A colonel at Fort Sam Houston who saw the prototype suggested the young inventors consider entering the US Army’s xTech: COVID-19 Ventilator Challenge, which they did just one week after starting their project. The Army’s challenge solicits ideas and designs for combatting the pandemic and aims to yield solutions that eventually lead to production and deployment.

Low cost, high function

Grant and Eric are gaining an unexpected business education as they formed Kepler Enterprises LLC, a name they used during their robotics club days, and filed for a provisional patent on their creation.

A key requirement of the Army challenge is to produce a low-cost solution for use on front lines and in parts of the world where US humanitarian aid must be as cost-efficient as possible. Even with key features including battery backup, pressure and power-loss alarms, and a stepper motor, the Kepler device checks in at a fraction of the cost for a high-end ventilator that can run more than $20,000. Initial cost for raw materials is about $150 per unit, and they estimate a manufacturing cost of about $500 per unit after all factors are considered.

Making a difference

In line with the International School of the Americas’ vision for its students to reach their potential as global citizens, Eric is eager to contribute to those not only in his community and country but possibly across the world. And he and Grant are doing this through an at-home, self-directed project-based learning experience that is rare in the academic setting.

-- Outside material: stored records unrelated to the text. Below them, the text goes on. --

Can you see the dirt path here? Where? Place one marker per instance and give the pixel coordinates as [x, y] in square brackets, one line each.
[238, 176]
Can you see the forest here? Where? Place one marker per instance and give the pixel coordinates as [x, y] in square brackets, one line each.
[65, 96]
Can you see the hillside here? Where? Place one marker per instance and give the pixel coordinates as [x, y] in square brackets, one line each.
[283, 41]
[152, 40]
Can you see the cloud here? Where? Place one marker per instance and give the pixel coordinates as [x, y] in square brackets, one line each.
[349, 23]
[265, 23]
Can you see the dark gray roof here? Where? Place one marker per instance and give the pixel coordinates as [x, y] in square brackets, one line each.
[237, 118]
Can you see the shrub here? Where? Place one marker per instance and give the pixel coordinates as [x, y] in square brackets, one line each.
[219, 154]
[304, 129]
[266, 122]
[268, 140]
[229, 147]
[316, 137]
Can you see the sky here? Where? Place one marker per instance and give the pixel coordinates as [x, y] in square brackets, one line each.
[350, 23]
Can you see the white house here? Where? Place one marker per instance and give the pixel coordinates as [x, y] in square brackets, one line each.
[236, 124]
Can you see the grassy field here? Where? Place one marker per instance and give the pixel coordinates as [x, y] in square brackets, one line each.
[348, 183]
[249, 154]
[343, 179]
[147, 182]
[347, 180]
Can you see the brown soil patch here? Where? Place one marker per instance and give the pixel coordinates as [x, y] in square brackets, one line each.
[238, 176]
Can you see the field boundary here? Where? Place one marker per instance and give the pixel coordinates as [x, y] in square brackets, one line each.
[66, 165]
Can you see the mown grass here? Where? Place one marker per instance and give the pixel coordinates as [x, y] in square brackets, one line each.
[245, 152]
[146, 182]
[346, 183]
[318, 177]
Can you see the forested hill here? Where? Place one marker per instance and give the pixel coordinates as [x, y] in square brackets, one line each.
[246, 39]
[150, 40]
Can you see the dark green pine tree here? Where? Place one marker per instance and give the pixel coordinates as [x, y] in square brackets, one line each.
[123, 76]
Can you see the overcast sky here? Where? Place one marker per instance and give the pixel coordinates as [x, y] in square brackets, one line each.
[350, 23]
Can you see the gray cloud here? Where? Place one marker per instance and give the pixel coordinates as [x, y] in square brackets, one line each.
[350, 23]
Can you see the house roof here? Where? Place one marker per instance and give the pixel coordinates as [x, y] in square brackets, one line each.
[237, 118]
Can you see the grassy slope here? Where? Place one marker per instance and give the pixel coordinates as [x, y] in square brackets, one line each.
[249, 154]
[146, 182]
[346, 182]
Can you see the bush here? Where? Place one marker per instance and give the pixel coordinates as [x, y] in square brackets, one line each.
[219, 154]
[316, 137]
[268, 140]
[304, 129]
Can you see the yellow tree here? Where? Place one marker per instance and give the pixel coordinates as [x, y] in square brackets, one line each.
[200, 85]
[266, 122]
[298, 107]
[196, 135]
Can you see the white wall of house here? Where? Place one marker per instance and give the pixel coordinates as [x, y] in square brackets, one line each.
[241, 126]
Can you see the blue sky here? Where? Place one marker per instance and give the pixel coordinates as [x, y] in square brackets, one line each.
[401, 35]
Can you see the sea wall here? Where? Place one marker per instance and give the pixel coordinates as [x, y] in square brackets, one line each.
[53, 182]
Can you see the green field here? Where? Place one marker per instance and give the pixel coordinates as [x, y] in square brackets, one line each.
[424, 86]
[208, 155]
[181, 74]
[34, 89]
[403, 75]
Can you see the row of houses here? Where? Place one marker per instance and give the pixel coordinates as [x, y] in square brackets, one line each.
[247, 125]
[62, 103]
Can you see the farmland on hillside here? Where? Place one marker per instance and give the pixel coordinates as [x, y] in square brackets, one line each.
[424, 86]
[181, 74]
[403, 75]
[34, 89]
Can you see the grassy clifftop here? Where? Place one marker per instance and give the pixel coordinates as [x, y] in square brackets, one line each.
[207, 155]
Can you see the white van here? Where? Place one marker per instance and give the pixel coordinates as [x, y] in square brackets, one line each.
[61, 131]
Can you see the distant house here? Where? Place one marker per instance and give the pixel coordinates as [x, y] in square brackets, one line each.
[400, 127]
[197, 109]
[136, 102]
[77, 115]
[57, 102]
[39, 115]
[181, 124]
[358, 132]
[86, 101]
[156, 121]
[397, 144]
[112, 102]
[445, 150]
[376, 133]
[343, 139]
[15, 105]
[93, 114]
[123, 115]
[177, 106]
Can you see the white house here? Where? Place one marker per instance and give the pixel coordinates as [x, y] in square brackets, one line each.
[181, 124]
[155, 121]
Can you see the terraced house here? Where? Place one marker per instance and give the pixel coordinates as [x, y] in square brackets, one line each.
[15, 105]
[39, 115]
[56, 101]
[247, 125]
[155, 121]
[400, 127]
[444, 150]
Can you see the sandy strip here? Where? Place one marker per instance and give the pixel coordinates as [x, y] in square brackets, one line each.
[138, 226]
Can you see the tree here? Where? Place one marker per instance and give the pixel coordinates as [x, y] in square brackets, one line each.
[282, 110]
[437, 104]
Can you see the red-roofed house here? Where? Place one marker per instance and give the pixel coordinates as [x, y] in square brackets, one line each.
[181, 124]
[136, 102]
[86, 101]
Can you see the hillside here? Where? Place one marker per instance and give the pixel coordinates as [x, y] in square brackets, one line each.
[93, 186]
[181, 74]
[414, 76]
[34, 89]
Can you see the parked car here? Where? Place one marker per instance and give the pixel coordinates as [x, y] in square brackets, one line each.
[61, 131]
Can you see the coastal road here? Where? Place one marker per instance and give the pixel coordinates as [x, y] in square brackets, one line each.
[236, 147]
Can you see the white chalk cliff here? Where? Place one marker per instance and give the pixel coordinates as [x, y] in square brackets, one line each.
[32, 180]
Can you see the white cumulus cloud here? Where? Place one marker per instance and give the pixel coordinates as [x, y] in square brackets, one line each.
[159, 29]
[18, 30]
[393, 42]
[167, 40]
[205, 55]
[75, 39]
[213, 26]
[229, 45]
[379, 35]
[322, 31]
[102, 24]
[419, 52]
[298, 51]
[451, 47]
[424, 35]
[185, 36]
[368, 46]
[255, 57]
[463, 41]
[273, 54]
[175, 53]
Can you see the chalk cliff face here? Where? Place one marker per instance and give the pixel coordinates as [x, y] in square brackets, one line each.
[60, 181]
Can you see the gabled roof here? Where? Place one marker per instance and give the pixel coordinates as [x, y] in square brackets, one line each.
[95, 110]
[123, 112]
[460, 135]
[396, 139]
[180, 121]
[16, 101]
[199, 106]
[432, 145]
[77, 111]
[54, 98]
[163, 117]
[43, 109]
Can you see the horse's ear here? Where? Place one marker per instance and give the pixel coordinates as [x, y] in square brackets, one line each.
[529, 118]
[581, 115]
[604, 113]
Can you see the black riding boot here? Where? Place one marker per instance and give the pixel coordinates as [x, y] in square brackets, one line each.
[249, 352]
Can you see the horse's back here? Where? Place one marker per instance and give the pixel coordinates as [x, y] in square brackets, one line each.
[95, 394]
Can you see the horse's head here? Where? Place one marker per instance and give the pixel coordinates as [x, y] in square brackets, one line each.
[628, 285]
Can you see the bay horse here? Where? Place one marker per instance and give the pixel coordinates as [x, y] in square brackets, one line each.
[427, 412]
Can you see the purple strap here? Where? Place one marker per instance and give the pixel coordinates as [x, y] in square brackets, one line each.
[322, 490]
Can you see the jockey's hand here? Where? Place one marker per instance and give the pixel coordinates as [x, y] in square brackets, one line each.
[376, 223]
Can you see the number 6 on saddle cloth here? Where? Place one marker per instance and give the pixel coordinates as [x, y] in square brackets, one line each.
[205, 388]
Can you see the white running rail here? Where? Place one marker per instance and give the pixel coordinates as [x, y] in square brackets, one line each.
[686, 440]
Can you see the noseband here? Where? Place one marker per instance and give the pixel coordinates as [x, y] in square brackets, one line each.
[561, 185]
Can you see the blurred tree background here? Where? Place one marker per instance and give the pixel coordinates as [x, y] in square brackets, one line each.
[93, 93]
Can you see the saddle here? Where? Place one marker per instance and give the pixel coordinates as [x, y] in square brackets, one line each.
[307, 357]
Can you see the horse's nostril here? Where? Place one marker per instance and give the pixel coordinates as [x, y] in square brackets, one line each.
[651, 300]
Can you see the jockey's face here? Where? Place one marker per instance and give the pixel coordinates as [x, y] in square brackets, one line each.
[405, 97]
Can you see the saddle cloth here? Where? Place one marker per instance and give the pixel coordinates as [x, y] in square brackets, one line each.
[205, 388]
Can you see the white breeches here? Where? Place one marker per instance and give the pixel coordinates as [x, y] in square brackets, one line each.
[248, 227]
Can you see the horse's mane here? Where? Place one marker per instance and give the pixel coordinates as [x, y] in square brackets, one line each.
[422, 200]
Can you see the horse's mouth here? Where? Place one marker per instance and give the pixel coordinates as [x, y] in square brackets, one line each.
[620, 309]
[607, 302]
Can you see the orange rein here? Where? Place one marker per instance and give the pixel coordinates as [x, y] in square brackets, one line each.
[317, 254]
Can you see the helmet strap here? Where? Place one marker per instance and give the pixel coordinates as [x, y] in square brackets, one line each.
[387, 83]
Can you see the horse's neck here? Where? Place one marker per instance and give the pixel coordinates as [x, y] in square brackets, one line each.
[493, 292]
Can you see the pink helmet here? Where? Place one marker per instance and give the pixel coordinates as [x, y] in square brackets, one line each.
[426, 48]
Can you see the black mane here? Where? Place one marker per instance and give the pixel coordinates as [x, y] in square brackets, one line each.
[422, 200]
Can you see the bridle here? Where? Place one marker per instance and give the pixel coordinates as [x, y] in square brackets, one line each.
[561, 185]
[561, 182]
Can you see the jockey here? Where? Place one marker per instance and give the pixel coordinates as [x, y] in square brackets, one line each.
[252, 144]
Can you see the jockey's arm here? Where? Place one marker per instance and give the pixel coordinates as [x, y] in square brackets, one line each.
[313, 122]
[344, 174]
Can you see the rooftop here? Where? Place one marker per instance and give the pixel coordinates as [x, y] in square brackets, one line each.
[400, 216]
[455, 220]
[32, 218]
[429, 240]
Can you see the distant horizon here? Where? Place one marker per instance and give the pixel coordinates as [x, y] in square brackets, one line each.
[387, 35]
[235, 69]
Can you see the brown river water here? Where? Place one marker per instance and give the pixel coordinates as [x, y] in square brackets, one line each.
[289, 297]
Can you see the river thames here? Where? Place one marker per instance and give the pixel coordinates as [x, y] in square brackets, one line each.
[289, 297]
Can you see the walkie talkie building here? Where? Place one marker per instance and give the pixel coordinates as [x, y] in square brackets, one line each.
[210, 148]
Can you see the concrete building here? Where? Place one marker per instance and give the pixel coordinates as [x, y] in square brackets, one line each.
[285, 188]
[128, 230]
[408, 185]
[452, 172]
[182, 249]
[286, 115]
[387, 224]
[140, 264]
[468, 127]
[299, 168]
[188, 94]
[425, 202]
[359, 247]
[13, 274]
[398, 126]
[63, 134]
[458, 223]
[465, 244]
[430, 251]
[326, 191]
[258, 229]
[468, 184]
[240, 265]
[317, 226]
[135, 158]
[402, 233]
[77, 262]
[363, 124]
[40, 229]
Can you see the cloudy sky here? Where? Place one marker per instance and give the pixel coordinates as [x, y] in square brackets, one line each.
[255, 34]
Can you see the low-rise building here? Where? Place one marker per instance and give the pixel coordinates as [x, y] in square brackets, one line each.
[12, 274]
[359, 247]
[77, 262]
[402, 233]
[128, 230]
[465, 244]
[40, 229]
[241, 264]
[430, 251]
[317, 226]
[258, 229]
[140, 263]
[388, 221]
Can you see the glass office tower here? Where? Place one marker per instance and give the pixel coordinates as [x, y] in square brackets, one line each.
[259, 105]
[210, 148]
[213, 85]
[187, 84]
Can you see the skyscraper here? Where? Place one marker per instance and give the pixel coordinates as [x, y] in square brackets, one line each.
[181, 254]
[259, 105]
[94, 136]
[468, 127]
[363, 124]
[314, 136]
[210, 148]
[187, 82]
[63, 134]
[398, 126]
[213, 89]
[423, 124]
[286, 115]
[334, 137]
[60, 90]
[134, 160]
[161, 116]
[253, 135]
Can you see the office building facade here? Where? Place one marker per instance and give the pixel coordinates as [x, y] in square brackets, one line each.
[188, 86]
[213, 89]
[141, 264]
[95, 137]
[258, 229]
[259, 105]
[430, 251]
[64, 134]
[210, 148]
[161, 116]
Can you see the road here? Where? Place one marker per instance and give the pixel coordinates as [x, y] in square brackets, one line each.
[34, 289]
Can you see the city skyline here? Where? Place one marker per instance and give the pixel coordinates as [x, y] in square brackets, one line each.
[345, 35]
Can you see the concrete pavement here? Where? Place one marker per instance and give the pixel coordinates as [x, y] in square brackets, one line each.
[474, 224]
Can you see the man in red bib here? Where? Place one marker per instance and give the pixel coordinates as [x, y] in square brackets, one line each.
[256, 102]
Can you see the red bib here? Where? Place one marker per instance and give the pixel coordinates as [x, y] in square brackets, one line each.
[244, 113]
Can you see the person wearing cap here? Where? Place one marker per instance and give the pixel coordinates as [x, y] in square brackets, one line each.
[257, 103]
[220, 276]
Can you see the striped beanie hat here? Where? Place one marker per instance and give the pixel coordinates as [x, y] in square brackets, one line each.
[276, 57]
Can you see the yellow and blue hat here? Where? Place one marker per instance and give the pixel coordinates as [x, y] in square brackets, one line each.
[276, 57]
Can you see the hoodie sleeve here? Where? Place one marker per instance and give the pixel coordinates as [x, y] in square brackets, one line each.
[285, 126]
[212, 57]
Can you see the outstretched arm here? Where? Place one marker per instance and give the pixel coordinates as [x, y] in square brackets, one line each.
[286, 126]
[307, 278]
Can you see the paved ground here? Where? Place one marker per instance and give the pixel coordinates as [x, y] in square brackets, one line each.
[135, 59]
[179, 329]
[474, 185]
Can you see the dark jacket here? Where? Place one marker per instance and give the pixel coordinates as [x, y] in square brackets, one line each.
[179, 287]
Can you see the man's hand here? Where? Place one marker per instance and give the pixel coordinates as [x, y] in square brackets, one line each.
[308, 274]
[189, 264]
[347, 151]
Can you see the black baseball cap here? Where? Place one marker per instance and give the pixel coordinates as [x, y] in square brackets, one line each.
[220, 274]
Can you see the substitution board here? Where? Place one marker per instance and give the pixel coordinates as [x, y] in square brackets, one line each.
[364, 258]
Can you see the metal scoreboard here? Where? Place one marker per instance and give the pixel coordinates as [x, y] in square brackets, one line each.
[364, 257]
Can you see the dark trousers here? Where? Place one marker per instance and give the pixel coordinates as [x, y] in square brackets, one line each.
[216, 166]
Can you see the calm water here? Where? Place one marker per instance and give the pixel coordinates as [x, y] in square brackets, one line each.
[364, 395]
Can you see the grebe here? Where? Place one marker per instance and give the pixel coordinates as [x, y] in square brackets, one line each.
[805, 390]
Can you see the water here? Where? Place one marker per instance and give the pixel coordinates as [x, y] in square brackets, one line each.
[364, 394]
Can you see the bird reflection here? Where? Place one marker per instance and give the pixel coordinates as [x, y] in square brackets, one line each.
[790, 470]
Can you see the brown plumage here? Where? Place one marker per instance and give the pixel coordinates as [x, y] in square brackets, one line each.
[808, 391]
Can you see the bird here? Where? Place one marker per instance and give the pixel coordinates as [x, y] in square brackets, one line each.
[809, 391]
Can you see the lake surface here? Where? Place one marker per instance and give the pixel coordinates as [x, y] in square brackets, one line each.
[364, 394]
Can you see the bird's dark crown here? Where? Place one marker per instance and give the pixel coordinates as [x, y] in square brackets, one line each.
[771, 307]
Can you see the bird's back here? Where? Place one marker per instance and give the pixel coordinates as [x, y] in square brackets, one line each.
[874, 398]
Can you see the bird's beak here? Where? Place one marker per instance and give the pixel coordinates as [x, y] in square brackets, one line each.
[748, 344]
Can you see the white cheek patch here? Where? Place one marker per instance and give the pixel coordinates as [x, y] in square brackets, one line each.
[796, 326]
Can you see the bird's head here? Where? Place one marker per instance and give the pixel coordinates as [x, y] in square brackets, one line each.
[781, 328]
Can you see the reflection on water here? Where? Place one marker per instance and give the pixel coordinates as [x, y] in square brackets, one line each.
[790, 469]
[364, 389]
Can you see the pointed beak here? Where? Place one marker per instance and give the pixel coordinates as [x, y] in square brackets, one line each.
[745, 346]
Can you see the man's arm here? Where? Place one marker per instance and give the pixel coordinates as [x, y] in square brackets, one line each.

“This has taught me a lot more than I could ever learn from any class,” Eric said.

Regardless whether their design is selected as a finalist in the Army’s challenge, Grant, Eric, and their teammates have taken a giant step in their education – outside of the classroom – and are confident they can collaborate and problem-solve in the face of a real-world crisis.

“While the initial goal was to help with the current pandemic here at home, we quickly realized that this technology could be applied at a larger scale with the ability to help humanity around the world, especially with third-world countries who can’t afford expensive ventilators,” Grant said. “While the end goal has been shifted, our motivation has never changed, and we want to make a difference in the world.”